Villanova (28-7) is in the round of 16 for the fourth time in five years, an achievement only Memphis and UNC can boast. Of course, the Tar Heels have a national championship, and Memphis has played in the title game during that span while the Wildcats have yet to reach the Final Four.
The Wildcats are definitely back on the map as title contenders, and Cunningham is a pivotal reason why Villanova is playing against Duke (30-6) in an East Regional semifinal Thursday in Boston.
The tentative, jittery freshman who deferred to NBA-bound guards like Randy Foye and Allan Ray has morphed into Villanova’s go-to scorer in the post. He leads the Wildcats in scoring and rebounding, he and gives them the physical toughness inside that helped them rough up American and UCLA ó especially the Bruins ó in their first two tourney wins.
Cunningham, a second-team All-Big East pick, has worked his way into Villanova’s only senior NBA prospect.
“As the years went on, things change,” Cunningham said. “Developing as a player myself, understanding what the team needed to win more games, I just had to become more of an offensive threat. Honestly, I think it wasn’t too hard just because I put in the time, I put in the time off the court working on my individual game. So when the time came for me to step up as an offensive player, it really wasn’t that hard.”
Cunningham was named the Big East’s most improved player, pumping up his scoring average from 10.4 points as a junior to 16.3 this season. He scored 25 and 18 points in the first two tournament games and grabbed a total of 17 rebounds.
Wildcats coach Jay Wright hoped Cunningham, a 6-foot-8 forward, would have become a legitimate scoring threat earlier in his career. Cunningham showed flashes of becoming one as a sophomore when he posted four straight double-digit scoring games, only to disappear offensively for stretches while the guard-oriented offense carried the load. Even last season, his game log was littered with single-digit scoring games though his rebounding remained strong.
“He would always give the ball up,” Wright said. “Even halfway through his junior year, he’d give the ball up in big situations, not out of fear, just out of respect for Scottie (Reynolds) and Dwayne (Anderson) and the other guys.
“Finally toward the end of his junior year, he really started to take pride in being a go-to guy. He came in this year from Day 1, you could tell. ‘This is my team, I’m going to make the plays at the end.’ ”

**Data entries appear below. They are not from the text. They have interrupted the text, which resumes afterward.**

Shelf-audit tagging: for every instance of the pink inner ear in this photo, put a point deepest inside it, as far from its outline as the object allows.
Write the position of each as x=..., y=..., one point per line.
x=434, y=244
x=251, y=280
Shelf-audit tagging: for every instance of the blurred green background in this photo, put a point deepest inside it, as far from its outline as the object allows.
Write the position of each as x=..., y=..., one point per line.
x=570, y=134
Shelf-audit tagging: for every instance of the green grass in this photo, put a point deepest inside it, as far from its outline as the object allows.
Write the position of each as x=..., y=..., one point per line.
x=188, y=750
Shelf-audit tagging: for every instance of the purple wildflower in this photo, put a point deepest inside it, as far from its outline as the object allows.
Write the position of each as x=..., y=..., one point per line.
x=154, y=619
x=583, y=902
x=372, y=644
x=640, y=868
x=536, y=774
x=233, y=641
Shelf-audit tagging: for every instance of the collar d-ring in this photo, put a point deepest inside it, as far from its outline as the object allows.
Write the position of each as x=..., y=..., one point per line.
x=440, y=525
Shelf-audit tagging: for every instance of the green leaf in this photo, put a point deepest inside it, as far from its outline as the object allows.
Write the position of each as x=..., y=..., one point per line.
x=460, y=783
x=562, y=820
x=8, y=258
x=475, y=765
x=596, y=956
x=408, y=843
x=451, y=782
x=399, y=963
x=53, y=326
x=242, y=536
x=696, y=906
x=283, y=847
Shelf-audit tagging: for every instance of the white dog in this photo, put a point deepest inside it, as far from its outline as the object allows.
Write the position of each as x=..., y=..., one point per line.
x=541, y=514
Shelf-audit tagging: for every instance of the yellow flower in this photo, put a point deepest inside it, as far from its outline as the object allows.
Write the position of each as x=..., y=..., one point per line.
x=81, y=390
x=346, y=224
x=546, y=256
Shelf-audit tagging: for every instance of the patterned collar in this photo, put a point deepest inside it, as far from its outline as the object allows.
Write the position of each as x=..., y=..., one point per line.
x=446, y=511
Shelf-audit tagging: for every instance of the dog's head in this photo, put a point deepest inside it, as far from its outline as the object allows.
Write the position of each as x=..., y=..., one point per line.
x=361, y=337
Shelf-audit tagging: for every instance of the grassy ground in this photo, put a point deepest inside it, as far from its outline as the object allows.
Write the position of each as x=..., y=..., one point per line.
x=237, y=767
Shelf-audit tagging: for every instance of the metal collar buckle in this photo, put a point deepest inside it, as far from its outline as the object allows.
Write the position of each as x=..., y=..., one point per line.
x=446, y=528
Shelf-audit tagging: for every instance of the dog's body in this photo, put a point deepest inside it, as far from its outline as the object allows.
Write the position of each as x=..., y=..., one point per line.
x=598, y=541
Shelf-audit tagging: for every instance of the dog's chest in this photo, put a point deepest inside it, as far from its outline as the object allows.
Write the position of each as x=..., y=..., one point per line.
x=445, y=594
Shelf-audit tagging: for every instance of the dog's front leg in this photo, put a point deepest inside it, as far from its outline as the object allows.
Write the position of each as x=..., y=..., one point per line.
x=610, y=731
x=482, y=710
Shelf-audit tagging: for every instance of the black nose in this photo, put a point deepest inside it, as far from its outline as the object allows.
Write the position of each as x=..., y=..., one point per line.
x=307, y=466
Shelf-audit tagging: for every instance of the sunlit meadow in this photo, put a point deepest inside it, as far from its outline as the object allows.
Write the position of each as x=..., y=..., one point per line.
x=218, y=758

No Wildcats player is doubting this is Cunningham’s team now. He’s part of the winningest senior class in school history, with the total at 100 victories, and wants to be remembered as leading Villanova to its first Final Four in 24 years.
“He takes pride in what the guys before him did for him, and he’s trying to leave the same legacy,” Reynolds said. “He’s trying to leave his mark on Villanova basketball.”
Cunningham has failed to reach double-digit scoring in only three games. Perhaps not coincidentally, Villanova lost two of those. He had two games of 31 points and 12 rebounds. The only thing Cunningham is looking to pass these days is the credit for his success onto his teammates.
“The team has been behind me the whole time,” he said. “The confidence that they have in me to put the ball in my hands makes it even easier.”
The Maryland native considered the Terrapins and Georgetown before settling on Wildcats even at a time when Villanova “wasn’t the school to go to.”
Wright sold Cunningham on the Villanova family and the former greats he was bringing back into the fold. It was a family Cunningham couldn’t wait to join.
Wright had the Wildcats on the cusp of a breakthrough when he got them back into the NCAA tournament for the first time in six years in 2005. Now the Sweet 16 has become a habit, and it’s one Cunningham isn’t willing to quit.
“We like what we’re doing and where we’re going,” he said, “and we want to keep it up.”